Throwing a successful dinner party is an art. It takes practice—and Lord knows we've practiced. We’re here to share the best tricks we've picked up over the years. You may find some of these to be basic, or even a little old school. But if there was ever a season for formality, it's now. Bring back the place cards! Bring on the toasts! Here are five things to keep in mind for your next dinner party.
If you're doing the cooking and hosting yourself, keep the menu simple: three courses, including at least one prepared completely in advance. If you're sweating in the kitchen through the entire cocktail hour, your guests will be left to fend for themselves—not to mention you'll likely be frazzled. If you have to get fancy with the food, try cohosting with a friend. That way, you can prepare to the meal while he or she works the pre-dinner drinks session. Once everyone's seated, you each can hold court of one end of the table, ensuring that all goes smoothly.
Unless it's a hen or bachelor party, we're in favor of having an equal number of men and women. That said, it's not a strict rule. As Amy Vanderbilt herself said, "It's far better to have an extra man or woman than to ask someone on the dull side just to make the number even." Amen.
When it comes to seating your guests, we're in favor of mixing things up. You don’t necessarily have to abide by the boy-girl-boy-girl setup, but you should at least be sure to split up couples or best friends. The point is to get people talking to people they don't already know.

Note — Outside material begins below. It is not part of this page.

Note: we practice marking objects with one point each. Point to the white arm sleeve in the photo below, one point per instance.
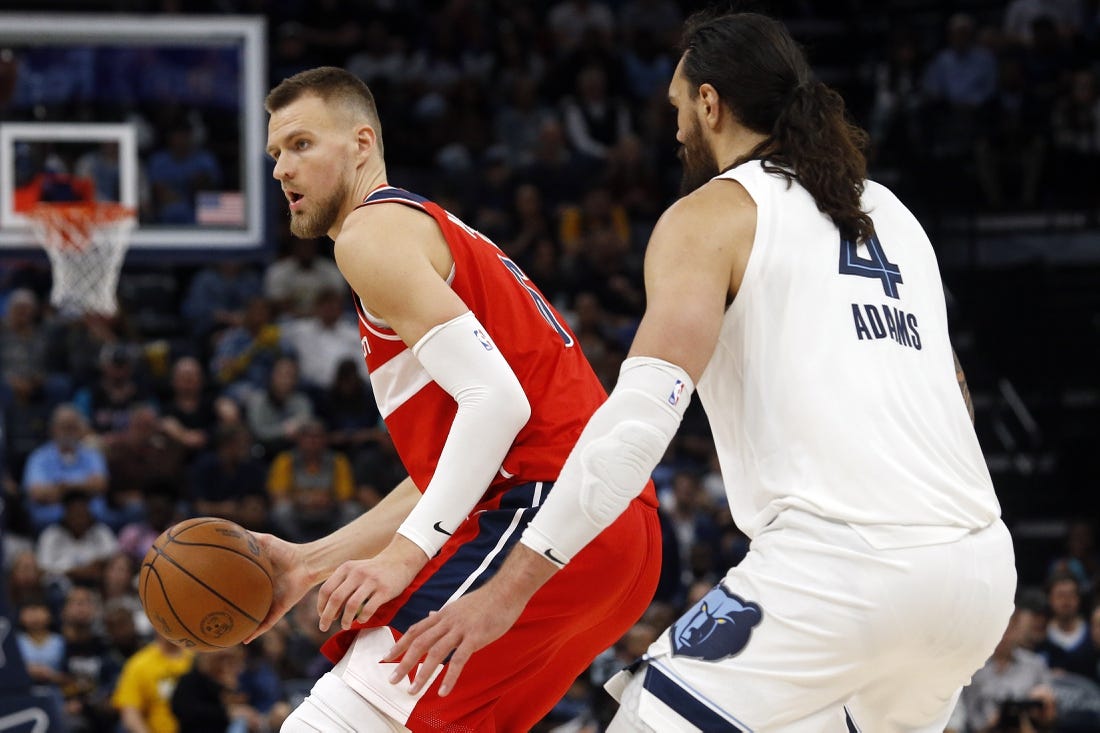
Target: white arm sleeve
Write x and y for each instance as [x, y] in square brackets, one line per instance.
[614, 457]
[462, 359]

Centerpieces and floral arrangements (pick up some budget-friendly tips here) are all well and good, but extreme height is not. You want your guests to be able to look at each other. And if you're a candle kind of person, make sure they're unscented. No one wants sweet floral notes mixing in with that beautiful roast chicken.
It’s OK if the conversation lulls a bit. This's why a soundtrack is important. Put together a playlist of some of your favorite artists—you want something low-key, no Iggy Pop, please—and let it roll throughout the evening. When things start winding down at the dinner table, have an activity ready. Bring them into another room for an after-dinner drink to listen to music or play cards. Games are a great way to connect people who don't already know each other.
And here's one to grow on: Let's bring back the toast, shall we? It's festive, it makes your guests feel special, and dagnabbit, it shows class. So prepare something short and sweet in advance, clink that glass, and deliver your message with a smile. We promise, your guests will remember it fondly.